老叔!我想你了
那年,妹妹小燕儿告诉我。老叔走了!
我放下手中的电话,痛哭失声。或许这就是所谓的“活着不孝,死了乱叫吧?”
打我记事儿时起,就觉着老叔与我家走得最近。或许是老叔与老婶儿成亲时,爸妈起到了推波助澜的作用,他俩又都是高小毕业,与中师毕业的老叔有共同语言。或许是小孩子看问题单纯片面,进而产生了错觉。
那时候,我家与老叔住前后院儿,只相隔一条土路。模糊的记得,只要老叔下班儿回到家,都会到后院儿坐一会儿。“小黑子!让老叔抱抱!吃个小鸡儿!”我长得黑,叔叔管我叫小黑子。
母亲在一旁笑着说:“都多大了?不嫌埋汰呀?”
我是提前一年读的小学。那时老叔在本屯子里的小学校任教。
老叔教的是体育课。一次体育课上,老叔拉着我的手,把我领到了他的办公室,抓一把西瓜瓣儿的玻璃球儿,放到我的一兜儿。让同伴儿们羡慕不已。

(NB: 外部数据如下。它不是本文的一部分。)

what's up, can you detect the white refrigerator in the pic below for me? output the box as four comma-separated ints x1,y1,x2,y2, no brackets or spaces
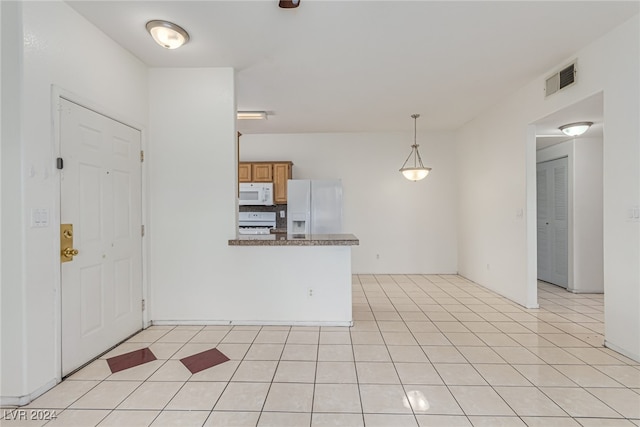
287,179,343,235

几年后,老叔被调到公社任公安助理,回家的时间少了。可每次老叔回家时,腰里都挎着手枪,让我增添敬畏。
我读高中时,中午不带饭。
那天中午,我饥肠辘辘的在供销社闲逛,碰上了老叔。老叔把我带到了公社食堂,给我买了一碗高粱米饭,一碟儿炖豆腐。我内向怯生,在领导面前更是不敢抬头。
我赶紧狼吞虎咽的吃完后逃出了公社食堂。老叔追出来高声喊着。“跑啥呀?吃饱没有?”
文革后期,在年青人中间,流行穿军装,特别是的确良军上衣,更受追捧。
那时我参加了在读的黄金中学宣传队,段老师要求我们都得借军装。我自然想到了老叔。
老叔没有答应我。“上哪借去?公社哪来的军装?”
几天后,老叔从县武装部开会回来,给我要带来一件半新不旧的军上衣。“不用还了!我给你要的!穿上试试!”
我如获至宝,除了演出时穿一会儿,平时就把这件儿军上衣叠得板板整整的藏到柜子里。
高三那年,重病多年的母亲走了!没有棺木下葬,让父亲措手不急。
那天老叔正在六马架大队开会,得知消息后,老叔赶紧给公社崔书记打去电话,说明情况,征得了同意,用拖拉机送回一棵大杨树,又连夜组织亲戚朋友破成板子,做成棺木,也了却了叔嫂一场。
这件事虽发生在父辈之间,可我身为父母的长子,理应铭刻在心,永世不忘!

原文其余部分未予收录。